Réunion du 31 mars 2010 à 11h00
Commission des affaires étrangères

Antoine Compagnon :

En novembre 2007, l'article de Donald Morrison paru dans l'édition européenne du magazine Time sur « la mort de la culture française », a été suivi d'une polémique, à laquelle j'ai participé dans Le Monde. Un livre, édité par Denoël, a suivi : Que reste-t-il de la culture française ? suivi de Le souci de la grandeur. Il paraîtra prochainement en anglais, hélas sous le titre La mort de la culture française.

Enseignant à Columbia depuis un quart de siècle, je ne peux qu'être sensible à une moindre présence de la culture française sur la scène mondiale. Rien ne sert de se voiler la face, notre culture s'exporte moins bien. L'industrie française du cinéma subsiste seule en Europe, grâce aux aides, mais produit des films à consommation interne. Le roman contemporain est peu traduit – douze titres paraissent en anglais chaque année, dans des maisons d'édition moins commerciales et avec de plus faibles tirages. La culture française se défend cependant dans des domaines comme l'architecture ou la musique.

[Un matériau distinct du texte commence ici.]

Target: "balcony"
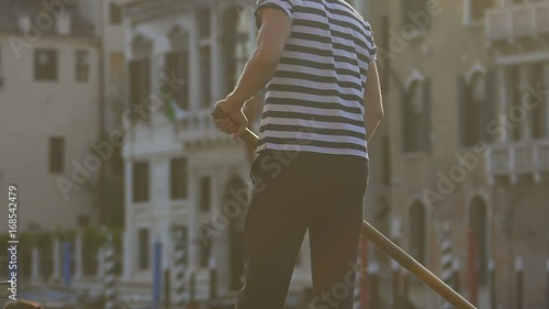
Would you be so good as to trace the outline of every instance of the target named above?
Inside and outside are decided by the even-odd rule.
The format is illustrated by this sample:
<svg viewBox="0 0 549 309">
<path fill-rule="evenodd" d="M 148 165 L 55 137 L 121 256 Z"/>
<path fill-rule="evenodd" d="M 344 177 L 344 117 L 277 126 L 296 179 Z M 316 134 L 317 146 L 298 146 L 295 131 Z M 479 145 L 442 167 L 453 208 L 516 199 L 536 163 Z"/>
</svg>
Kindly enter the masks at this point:
<svg viewBox="0 0 549 309">
<path fill-rule="evenodd" d="M 549 1 L 508 5 L 486 12 L 486 38 L 513 42 L 549 33 Z"/>
<path fill-rule="evenodd" d="M 541 174 L 549 173 L 549 141 L 493 145 L 486 153 L 486 175 L 490 183 L 495 177 L 511 177 L 516 184 L 518 176 L 531 175 L 536 183 Z"/>
<path fill-rule="evenodd" d="M 221 133 L 212 120 L 210 110 L 189 112 L 176 123 L 178 139 L 189 146 L 206 146 L 232 143 L 233 139 Z"/>
</svg>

Ma thèse est qu'il ne s'agit ni d'un déclin, ni d'un affaiblissement, ni d'un crépuscule, mais de la fin d'un long privilège exorbitant, perpétué depuis les Lumières. J'y vois la conjugaison de deux raisons de fond.

La place de la culture littéraire, au sens que lui donnait Malraux, dans ce qu'on appelle « la culture » s'est réduite. Le modèle philologique – langue-littérature-culture –, ensemble insécable qui a longtemps perduré en France, a cédé, plus tard qu'ailleurs, devant la culture communautaire. Parallèlement, on a observé une montée en puissance des autres cultures européennes et des cultures du Sud. On ne saurait se plaindre du rééquilibrage qui en a résulté mais dans le monde global et postcolonial, ce sont les anciennes cultures nationales qui sont pénalisées. La culture française, particulièrement littéraire et nationale, est donc spécialement affectée.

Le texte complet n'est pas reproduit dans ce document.